# Deep trolling livebait rig



## tuco (Dec 3, 2006)

Just wanted to get others ideas on deep trolling livies as i don't have a downrigger.

At the moment i have 30lb braid albrighted to 30lb mono trace i just run a large ball sinker straight to a squid with a large hook through the top joined to a smaller circle hook pierced at the tube opening.

I was wondering if i should distance the sinker from the bait with a swivel and a trace? Only recently started using this rig with no hookups yet and i was wondering what techniques others are using to get the bait in the right place.

Cheers
Peter


----------



## sitonit (Dec 29, 2006)

I use a large float (float stopper above I only use the little rubber stoppers as these fit through my guides and can be wound onto the reel you could also tie on a piece of line to act as the stopper and this can be wound on too) on the main line along with a large sinker, below this is the swivel and the trace/leader with hook on.

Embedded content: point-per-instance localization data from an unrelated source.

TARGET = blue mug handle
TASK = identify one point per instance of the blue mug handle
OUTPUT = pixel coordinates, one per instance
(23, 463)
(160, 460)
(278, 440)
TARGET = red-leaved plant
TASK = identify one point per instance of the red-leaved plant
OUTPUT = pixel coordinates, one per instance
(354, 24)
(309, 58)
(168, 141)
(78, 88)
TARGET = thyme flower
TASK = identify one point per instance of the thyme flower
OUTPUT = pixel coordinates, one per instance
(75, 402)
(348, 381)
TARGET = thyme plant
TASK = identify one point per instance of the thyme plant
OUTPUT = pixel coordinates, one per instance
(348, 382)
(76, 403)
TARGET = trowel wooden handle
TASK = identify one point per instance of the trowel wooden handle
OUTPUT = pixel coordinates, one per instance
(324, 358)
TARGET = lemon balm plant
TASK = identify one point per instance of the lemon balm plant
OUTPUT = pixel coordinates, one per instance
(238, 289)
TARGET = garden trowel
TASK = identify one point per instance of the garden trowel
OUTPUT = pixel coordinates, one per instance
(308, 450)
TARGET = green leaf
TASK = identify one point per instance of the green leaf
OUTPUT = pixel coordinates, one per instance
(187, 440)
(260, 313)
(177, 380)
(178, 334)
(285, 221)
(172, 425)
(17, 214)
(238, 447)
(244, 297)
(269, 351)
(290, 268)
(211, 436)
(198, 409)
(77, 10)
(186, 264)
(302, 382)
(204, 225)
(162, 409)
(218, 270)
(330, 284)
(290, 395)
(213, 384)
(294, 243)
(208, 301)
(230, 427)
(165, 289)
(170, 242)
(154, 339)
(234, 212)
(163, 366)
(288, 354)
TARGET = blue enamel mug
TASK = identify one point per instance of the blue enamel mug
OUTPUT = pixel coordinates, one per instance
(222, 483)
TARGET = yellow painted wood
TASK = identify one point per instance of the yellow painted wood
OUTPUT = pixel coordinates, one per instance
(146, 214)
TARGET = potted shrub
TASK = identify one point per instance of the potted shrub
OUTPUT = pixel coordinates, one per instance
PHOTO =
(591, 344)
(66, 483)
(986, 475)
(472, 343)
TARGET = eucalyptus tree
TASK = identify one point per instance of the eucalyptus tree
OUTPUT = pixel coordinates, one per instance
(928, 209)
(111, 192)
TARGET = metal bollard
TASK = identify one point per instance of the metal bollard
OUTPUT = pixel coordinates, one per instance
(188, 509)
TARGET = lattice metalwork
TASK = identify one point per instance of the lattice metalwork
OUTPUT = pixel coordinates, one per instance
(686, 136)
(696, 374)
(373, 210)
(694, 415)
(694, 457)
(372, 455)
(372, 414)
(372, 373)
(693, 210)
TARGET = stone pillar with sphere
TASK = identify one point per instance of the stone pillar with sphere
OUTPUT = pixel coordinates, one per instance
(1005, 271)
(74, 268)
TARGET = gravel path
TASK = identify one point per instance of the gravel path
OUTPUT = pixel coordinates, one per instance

I can pre-set the depth quite easily this is the distance between the stopper and the swivel I find it quite easy to measure the length of line on the kayak and position the stopper I then put the bait on drop it over the side and feed out the line, it is a rig I use for catching kingfish when landbased but i also use it on the kayak to get the baits down to a specific depth, it works well when trolled slowly which is convevient as this the speed I paddle at.


----------



## tuco (Dec 3, 2006)

Thanks Ken, how do you find using the downrigger on the yak in general and on hookup rates compared to standard deep trolling?

Hi sitonit never thought of using a float on the troll, will give it a try as it looks like the depth can be measured out and maintained accurately.

Found out that a good addition to trolling is to attach a very light rubber band to the mainline with some trailing loose line then attach the other end of the band to the yak. The theory is that this gives the fish time to chomp the whole squid/livie as the initial pressure breaks the rubber band and releases the loose line. This is a method used by those two dans' fishing blokes. I'm yet to try it - in fact i'm yet to land a legal kingie....... 

cheers
Peter


----------